How many others can remember this kind of school, the hard life in the home, the metal bath - usually in front of the fire. The film was faultless. The children superb and the adults just as I remembered them. 10 out of 10
Having seen the (in my opinion excellent) "Dirty Pretty Things" before,
I knew pretty well what to expect from Stephen Frears. I expected to
see a socially engaged drama and that's exactly what I got. This time
however, the movie is situated during the time of the Depression and
not at the present day. But being very interested in that time period,
that was just another fine reason to watch this movie.
It tells the story of two young children in Liverpool during the Depression, called Liam and Teresa. When their dad loses his job at the ship yard, their family is facing very difficult times. Blaming the cheap Irish labor and the rich Jewish owners, their dad joins the fascists. In the mean time Liam is about to make his first Holy Communion, which makes it even more difficult for the poor family, because it will cost them too much money on new clothes. Their father, too proud and stubborn to ask for help, hating the church for their immoral behavior (monthly asking for more money, while they already have so much and the family hasn't got anything left) and hating all people who aren't 'English' he decides to go for drastic measures. But just as his hatred reaches its top, it will all explode into his own face...
When you aren't able to face criticism on the Catholic church, you better don't even think about watching this movie.
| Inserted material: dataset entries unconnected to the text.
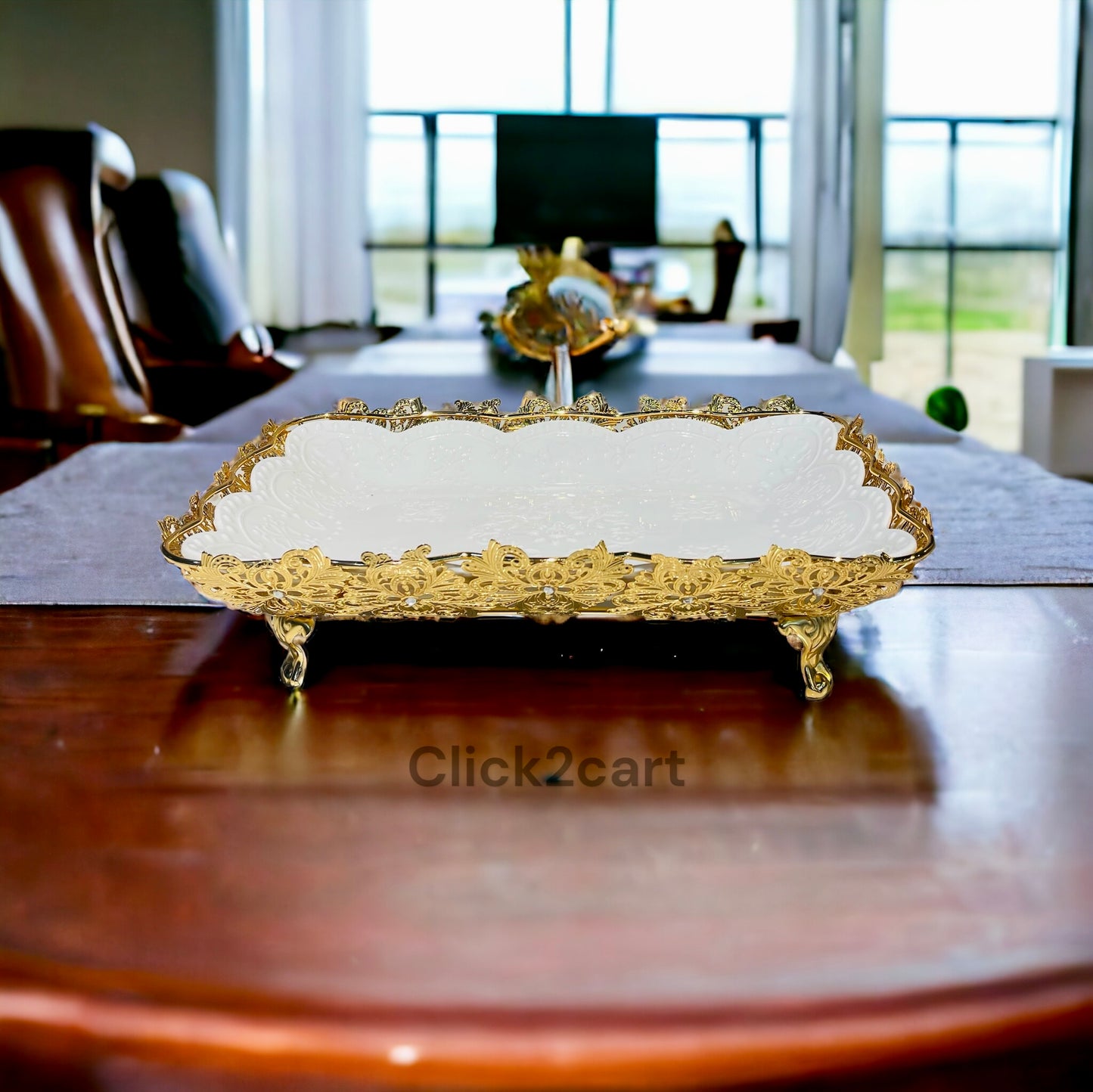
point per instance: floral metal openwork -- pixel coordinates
(801, 593)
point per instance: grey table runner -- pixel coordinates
(85, 532)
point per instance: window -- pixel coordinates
(974, 213)
(433, 100)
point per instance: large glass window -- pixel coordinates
(716, 75)
(974, 183)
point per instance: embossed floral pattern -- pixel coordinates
(504, 577)
(411, 587)
(301, 582)
(681, 589)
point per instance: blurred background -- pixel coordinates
(962, 187)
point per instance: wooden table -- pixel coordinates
(206, 885)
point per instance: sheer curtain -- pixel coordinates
(822, 172)
(291, 147)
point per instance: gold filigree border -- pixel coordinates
(722, 411)
(783, 584)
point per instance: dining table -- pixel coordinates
(421, 871)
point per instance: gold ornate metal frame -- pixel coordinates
(801, 593)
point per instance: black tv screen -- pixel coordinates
(561, 175)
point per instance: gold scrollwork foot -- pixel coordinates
(291, 634)
(811, 636)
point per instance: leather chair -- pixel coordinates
(187, 313)
(73, 374)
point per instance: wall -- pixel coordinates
(142, 68)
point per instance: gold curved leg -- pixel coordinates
(291, 634)
(812, 635)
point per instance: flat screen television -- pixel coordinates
(561, 175)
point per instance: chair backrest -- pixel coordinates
(183, 287)
(63, 324)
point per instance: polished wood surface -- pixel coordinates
(200, 871)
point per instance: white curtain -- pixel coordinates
(822, 173)
(291, 149)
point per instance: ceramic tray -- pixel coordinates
(669, 513)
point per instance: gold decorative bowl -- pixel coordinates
(669, 513)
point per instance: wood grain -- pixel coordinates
(200, 871)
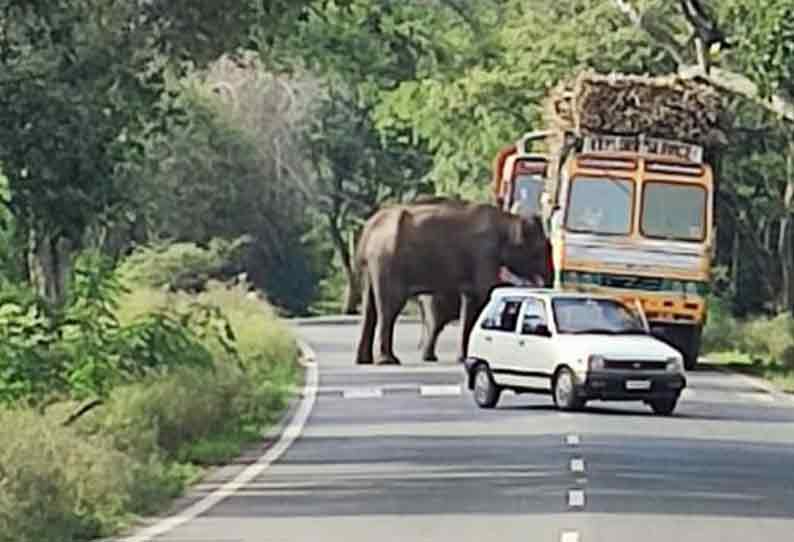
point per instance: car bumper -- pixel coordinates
(615, 386)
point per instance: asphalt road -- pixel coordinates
(403, 454)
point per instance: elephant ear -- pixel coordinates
(516, 231)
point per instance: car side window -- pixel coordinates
(502, 316)
(534, 316)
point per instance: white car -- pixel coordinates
(578, 347)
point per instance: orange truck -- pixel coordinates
(633, 217)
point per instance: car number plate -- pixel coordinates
(638, 384)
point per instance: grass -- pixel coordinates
(743, 363)
(150, 439)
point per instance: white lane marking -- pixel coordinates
(576, 498)
(439, 390)
(362, 393)
(760, 397)
(290, 434)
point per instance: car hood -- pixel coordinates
(628, 347)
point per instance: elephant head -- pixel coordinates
(525, 248)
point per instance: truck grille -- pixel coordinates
(636, 365)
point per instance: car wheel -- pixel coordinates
(486, 392)
(564, 390)
(664, 406)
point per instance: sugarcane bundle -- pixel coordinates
(667, 107)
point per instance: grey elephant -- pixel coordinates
(439, 246)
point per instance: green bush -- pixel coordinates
(83, 350)
(146, 440)
(56, 485)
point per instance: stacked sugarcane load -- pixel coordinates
(668, 107)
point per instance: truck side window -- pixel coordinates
(534, 315)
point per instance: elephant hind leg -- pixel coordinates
(366, 340)
(389, 305)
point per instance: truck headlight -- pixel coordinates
(596, 362)
(675, 365)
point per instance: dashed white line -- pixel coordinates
(362, 393)
(576, 498)
(760, 397)
(439, 390)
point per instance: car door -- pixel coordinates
(534, 349)
(499, 332)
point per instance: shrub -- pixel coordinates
(243, 390)
(58, 485)
(721, 331)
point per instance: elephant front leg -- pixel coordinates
(365, 343)
(469, 309)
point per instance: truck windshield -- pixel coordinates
(674, 211)
(602, 316)
(600, 205)
(526, 194)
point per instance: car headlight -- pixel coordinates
(675, 365)
(596, 362)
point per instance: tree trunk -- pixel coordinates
(352, 293)
(736, 254)
(784, 240)
(49, 265)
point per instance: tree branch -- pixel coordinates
(664, 39)
(738, 84)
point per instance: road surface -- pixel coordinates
(403, 454)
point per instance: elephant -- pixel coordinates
(439, 246)
(436, 310)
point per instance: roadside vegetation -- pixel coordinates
(167, 383)
(760, 346)
(176, 177)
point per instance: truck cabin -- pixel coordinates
(653, 191)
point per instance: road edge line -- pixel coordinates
(288, 432)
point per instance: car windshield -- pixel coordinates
(587, 315)
(674, 211)
(600, 205)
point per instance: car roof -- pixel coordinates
(523, 291)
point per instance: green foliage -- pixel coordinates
(57, 485)
(138, 449)
(84, 351)
(762, 35)
(213, 185)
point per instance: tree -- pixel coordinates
(356, 171)
(84, 89)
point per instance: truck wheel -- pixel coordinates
(486, 392)
(664, 406)
(564, 390)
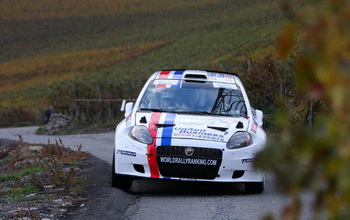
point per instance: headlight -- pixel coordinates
(141, 134)
(239, 140)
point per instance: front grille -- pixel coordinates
(203, 164)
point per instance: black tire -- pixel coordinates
(255, 188)
(120, 181)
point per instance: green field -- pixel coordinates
(44, 42)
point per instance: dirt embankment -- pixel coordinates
(50, 181)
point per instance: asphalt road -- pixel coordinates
(151, 199)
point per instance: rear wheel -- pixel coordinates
(120, 181)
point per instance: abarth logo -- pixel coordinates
(189, 151)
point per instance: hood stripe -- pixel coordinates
(168, 131)
(151, 148)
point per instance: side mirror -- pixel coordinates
(128, 108)
(259, 117)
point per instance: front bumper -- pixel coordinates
(211, 161)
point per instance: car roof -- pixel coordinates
(198, 75)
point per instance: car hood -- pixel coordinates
(188, 126)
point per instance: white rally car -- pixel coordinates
(190, 125)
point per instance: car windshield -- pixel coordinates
(194, 97)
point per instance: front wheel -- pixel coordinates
(120, 181)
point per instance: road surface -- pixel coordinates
(152, 199)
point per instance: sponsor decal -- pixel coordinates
(254, 127)
(221, 77)
(225, 85)
(248, 160)
(168, 83)
(189, 151)
(188, 161)
(197, 133)
(128, 118)
(167, 79)
(128, 153)
(170, 75)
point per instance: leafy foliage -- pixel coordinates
(316, 157)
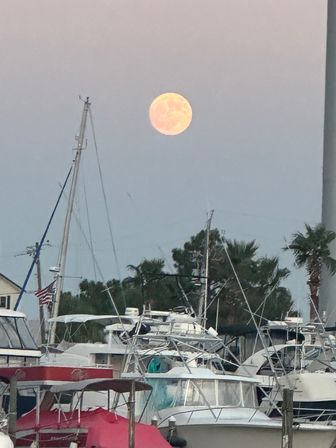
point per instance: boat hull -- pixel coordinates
(251, 436)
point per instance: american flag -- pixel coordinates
(46, 294)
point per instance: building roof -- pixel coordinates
(10, 281)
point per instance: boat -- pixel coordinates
(304, 362)
(203, 408)
(49, 425)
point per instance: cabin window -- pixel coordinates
(101, 358)
(5, 302)
(169, 393)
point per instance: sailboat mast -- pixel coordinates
(203, 303)
(65, 240)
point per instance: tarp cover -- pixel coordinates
(104, 429)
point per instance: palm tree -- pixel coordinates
(311, 251)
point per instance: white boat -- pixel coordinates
(206, 409)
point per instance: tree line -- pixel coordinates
(150, 283)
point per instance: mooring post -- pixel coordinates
(12, 409)
(131, 416)
(287, 418)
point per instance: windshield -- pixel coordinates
(188, 392)
(14, 333)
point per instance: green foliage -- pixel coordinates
(149, 283)
(311, 251)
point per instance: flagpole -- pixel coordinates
(39, 287)
(38, 250)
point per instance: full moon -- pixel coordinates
(170, 113)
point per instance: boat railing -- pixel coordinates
(314, 414)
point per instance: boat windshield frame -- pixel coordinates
(15, 334)
(201, 392)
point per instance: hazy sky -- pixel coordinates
(253, 71)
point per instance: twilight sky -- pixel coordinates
(254, 74)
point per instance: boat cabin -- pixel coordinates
(17, 346)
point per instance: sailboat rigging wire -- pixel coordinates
(90, 231)
(106, 207)
(262, 340)
(38, 250)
You'll find plenty of it from the beginning until the end and I know that not too many people like that or are able to cope with it, believing that it is not true or perhaps exaggerated. But it has to be said that it isn't wrong. Despite what many of you might believe, this was really the way how it all went at that time (My mother told me several times that even in the fifties and sixties this was still common practice). However, when you are able to cope with that anti-religious 'fanatism', you'll see that this is a very good and relevant social drama. The story does a very good job in showing the poverty, the rise of fascism, the desperation and the tough grip that the Catholic church had on the ordinary man and woman. Of course, this story would have been nothing if it hadn't been supported by a fine cast. Especially the young Anthony Borrows did a very nice job, but the other actors like Ian Hart, Claire Hackett, Megan Burns,... sure deserve to be mentioned as well.
Overall this is a very nice movie with a very good story, some fine acting and a sober, but powerful message. I really liked what I saw and I consider this as the second hit for Stephen Frears. I give it a 7.5/10.
While the character young actor, Anthony Borrows, plays in this movie is
apparently seven years old, Borrows himself seems to be no older than five
or six. That's what--kindergarten age? As in "Ponette", I can hardly
believe that these youngsters are "acting". I can't "catch" them acting!
They are completely believable and their hearts and minds flash in
fully-translated expression across their faces.
Even animals in movies show their training. These child-actors do not!
You should consider seeing this movie, if only to witness the amazing performance given by young Borrows!
I found this a very well-rounded film. Fabulous performances given by all and in particular the young boy playing Liam. Not overly indulged with the writers opinions and not given so much information that the audience couldn't think for themselves. Nice visual touches and only 90 minutes long!
*** This review may contain spoilers ***
Some slight spoilers...read at your own risk!
My mother called this movie depressing, but I call it the truth. Follow the daily routines of a poor, 5-year-old boy and you won't see any glamour or come away with a fuzzy feeling.
What you will get is a true representation of English history. Your eyes are widened by the stark realities that play out before you. But you will feel better for knowing the struggles that people faced then, and feel thankful for what you have now.
If you have some time to sit and contemplate life, this is a perfect companion.